Organists and Organ Playing

Imaginary chewing gum

At 12:15 am this morning, I was at my computer typing, “How to get rid of a musical earworm,” and I found the following answers:

1. Chewing gum could be good way to get rid of earworms.
2. Engage with the song: Many people report that actually listening to the earworm song all the way through can help to eliminate having it stuck on a loop. Listening to the song stuck in your head may bring closure and may help extract it.
3. Having a conversation, listening to talk radio or listening to another song may help get an earworm out of your head. Distract yourself by thinking of or listening to a different song. The top named “cure song” for displacing earworms is “God Save the Queen.”
4. Completing a sudoku puzzle.
5. Let it be: Others find that the best way to get rid of an earworm is to just try not to think about it and let it fade away naturally on its own.

Last night I went to Jeremy Wong and Elizabeth Eschen‘s “Ruminations on Love and Compassion” recital at the Lutheran Church of Honolulu (Liz is a Boston-based voice teacher). The program paired songs by Robert Schumann, Clara Schumann and Johannes Brahms, as well as Hawaii-based composers John Starr Alexander, Thomas Goedecke, and John McCreary.

With John Alexander

I was happy to see John Alexander in the audience, my former colleague from Iolani School. What I didn’t know, though, was that Jeremy had programmed John’s “The softness of my mother’s hands,” a piece he wrote for SSA or SATB chorus, which John had programmed every year since its publication in 2004. The piece was commissioned by Iris Lamanna in memory of her mother, Billie Godley, whom I believe John said was a former piano teacher.

Of course, in my twenty years at Iolani School, I turned pages umpteen times on this piece for John as he accompanied the chorus, and in the course of so many repetitions, got to know this piece very well, even though all I did was turn pages.

The words and music were written by John:

When I was very small, just a stranger to the world, I prayed God would hold me safely, For around me danger swirled. I’d stumble and I’d fall, lose direction, suffer pain. But He’d always hear my prayers, I knew, for I’d reach home again. (Refrain) If I live to be one hundred, sail to countless far-off lands, I shall ne’er forget how my prayers were met in the softness of my mother’s hands. All my troubles healed, all my hopes are sealed, cares and spirits stilled by the softness of my mother’s hands. 

A little touch would do, nothing more than just a pat, brush a wayward tear from off my cheek, She’d smile and that was that, But now the world has changed, and so often skies are gray, but within my heart her touch will live to brighten ev’ry day. (Repeat refrain)

It was this piece which was stuck in my head from the time I went to bed, around 10:30 pm, to about 1:00 am when I think I finally fell asleep. In looking at the suggestions about getting rid of an earworm, I first looked to YouTube for performances of the piece and found this one recorded in 2018 of the Western American Choral Directors Association  Youth Treble Honor Choir, conducted by Janet Napoles.

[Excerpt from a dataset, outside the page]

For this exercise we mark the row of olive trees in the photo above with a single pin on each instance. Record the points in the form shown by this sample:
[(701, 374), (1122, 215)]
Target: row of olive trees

https://youtu.be/nty0PfwYobw

I also found this hilarious rendition in which the children were awfully wiggly, girls swishing their dresses, and boys turning around! It is from the Spectrum Choral Academy 50th Annual Spring Concert Combined Choirs. The Academy is a 50-voice community choir program for children in Gig Harbor, WA.

But did it get rid of the melody in my head? No way.

I tried thinking of “God Save the Queen,” also to no avail—the earworm still kept me awake. I thought I was too tired to work a sudoku puzzle, and out of desperation, I pretended to chew gum! Since I never buy gum nor chew it either, I had to pretend I was chewing it—and it did distract me enough to finally fall asleep. However, I was awakened by my phone ringing in the middle of a dream about losing my passport!

That’s what this piece did to me! It took imaginary chewing gum to finally get rid of the earworm stuck in my head.

Oh, by the way, Jeremy Wong and Elizabeth Eschen’s concert was very pleasant, indeed. And they had a brilliant way to save on the program printing cost: they just printed QR codes on the single sheet of paper, so that people could pull up the texts, translations and artist bios online. Trouble is, I forgot my phone at home!